53-1 at 241 (Grievance)). The remedy requested was that she be paid for her time off and moved from the A-crew because Barbara Stevens-McGinnis “harassed [her] in person and on the radio since 2014” and that White “harassed [her] twice in person in the December of 2018 meetings.” Id. Barbara Stevens-McGinnis (Stevens-McGinnis), a black female, was a supervisor in the converting department. (Doc. 53-2 at 54-55 (Dep. White at 65-66)). While McNeal reported to Wallace, her direct supervisor, he was only there during day shifts. (Doc. 53-2 at 54-55 (Dep. White at 65-66)). On shifts which Wallace was not there, the converting supervisor, Stevens- McGinnis, would at times direct McNeal’s work. (Doc. 53-2 at 54-55 (Dep. White at 65-66)). IP investigated McNeal’s Grievance, including interviewing McNeal, Stevens-McGinnis, White, and other employees. (Doc. 53-1 at 109-111 (Dep. McNeal at 157-160); Doc. 53-3 at 6 (Decl. White at 5); Doc. 53-2 at 49-52 (Dep. White at 60-63)). Thereafter, IP denied McNeal’s Grievance. (Doc. 53-1 at 243-44). The Union did not appeal. (Doc. 53-1 at 245-247 (email correspondence between IP’s Bay Minette Plant Manager and Union representative)).

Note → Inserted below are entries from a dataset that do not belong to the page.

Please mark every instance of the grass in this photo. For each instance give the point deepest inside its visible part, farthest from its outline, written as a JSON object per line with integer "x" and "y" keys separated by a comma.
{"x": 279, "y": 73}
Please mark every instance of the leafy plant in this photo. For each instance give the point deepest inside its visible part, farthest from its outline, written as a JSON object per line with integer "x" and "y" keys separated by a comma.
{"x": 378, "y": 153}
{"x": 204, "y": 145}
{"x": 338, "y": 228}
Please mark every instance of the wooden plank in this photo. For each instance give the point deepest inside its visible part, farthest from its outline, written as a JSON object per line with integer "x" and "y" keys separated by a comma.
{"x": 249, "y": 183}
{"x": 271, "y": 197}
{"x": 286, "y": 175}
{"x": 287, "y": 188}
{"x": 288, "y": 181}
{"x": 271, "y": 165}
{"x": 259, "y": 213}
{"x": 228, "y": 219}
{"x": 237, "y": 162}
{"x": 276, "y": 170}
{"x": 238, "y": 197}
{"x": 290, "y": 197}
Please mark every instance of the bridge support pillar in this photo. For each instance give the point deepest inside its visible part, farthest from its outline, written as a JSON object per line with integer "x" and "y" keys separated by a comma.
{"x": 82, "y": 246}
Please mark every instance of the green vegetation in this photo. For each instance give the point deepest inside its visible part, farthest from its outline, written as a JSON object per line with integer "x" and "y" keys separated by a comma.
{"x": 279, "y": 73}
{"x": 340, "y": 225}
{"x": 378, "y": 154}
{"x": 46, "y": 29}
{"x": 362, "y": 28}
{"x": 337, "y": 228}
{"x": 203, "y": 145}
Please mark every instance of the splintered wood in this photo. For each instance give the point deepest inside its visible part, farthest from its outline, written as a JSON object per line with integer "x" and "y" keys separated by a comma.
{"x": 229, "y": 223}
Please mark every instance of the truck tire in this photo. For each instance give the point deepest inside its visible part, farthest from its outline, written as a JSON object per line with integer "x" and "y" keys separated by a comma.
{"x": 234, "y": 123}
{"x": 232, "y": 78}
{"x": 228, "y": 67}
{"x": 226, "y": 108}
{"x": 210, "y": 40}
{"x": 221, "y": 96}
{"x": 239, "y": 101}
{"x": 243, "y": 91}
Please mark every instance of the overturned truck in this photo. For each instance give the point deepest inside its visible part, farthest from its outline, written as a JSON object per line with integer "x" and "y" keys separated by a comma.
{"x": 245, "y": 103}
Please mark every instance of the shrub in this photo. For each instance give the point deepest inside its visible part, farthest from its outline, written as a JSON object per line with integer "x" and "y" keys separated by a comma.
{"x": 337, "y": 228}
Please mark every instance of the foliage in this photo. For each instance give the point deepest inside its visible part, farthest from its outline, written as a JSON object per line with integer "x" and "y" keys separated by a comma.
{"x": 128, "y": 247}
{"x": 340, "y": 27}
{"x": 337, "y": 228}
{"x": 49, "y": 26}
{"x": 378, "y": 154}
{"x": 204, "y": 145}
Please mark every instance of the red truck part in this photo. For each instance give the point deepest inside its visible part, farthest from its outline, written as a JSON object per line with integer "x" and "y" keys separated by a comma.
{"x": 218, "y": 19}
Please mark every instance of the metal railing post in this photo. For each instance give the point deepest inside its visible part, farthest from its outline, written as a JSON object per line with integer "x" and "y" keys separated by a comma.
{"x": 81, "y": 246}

On August 6, 2019, McNeal filed a Charge of Discrimination with the Equal Employment Opportunity Commission (EEOC). (Doc. 53-1 at 251 (Charge of Discrimination)). The EEOC dismissed McNeal’s charge on August 14, 2019 concluding it was “unable to conclude that the information obtained establishes violations of the statutes.” (Doc. 53-1 at 249 (EEOC Dismissal and Notice of Rights)). McNeal brought this action against IP alleging claims for race discrimination per Title VII of the Civil Rights Act of 1964, 42 U.S.C. §2000e, et. seq., (as amended) and 42 U.S.C. § 1981, sex discrimination under Title VII, and retaliation per Title VII and Section 1981. IP now moves for summary judgment as to each of McNeal’s claims. (Docs. 52-54).

II. Standard of review

“The court shall grant summary judgment if the movant shows that there is no genuine dispute as to any material fact and the movant is entitled to judgment as a matter of law. FED. R. CIV. P. 56(a). Defendants, as the parties seeking summary judgment, bear the initial responsibility of informing the district court of the basis for their motion, and identifying those portions of the pleadings, depositions, answers to interrogatories, and admissions on file, together with the affidavits, if any, which it believes demonstrate the absence of a genuine issue of material fact. Clark v. Coats & Clark, Inc., 929 F.2d 604, 608 (11th Cir. 1991) (quoting Celotex Corp. v.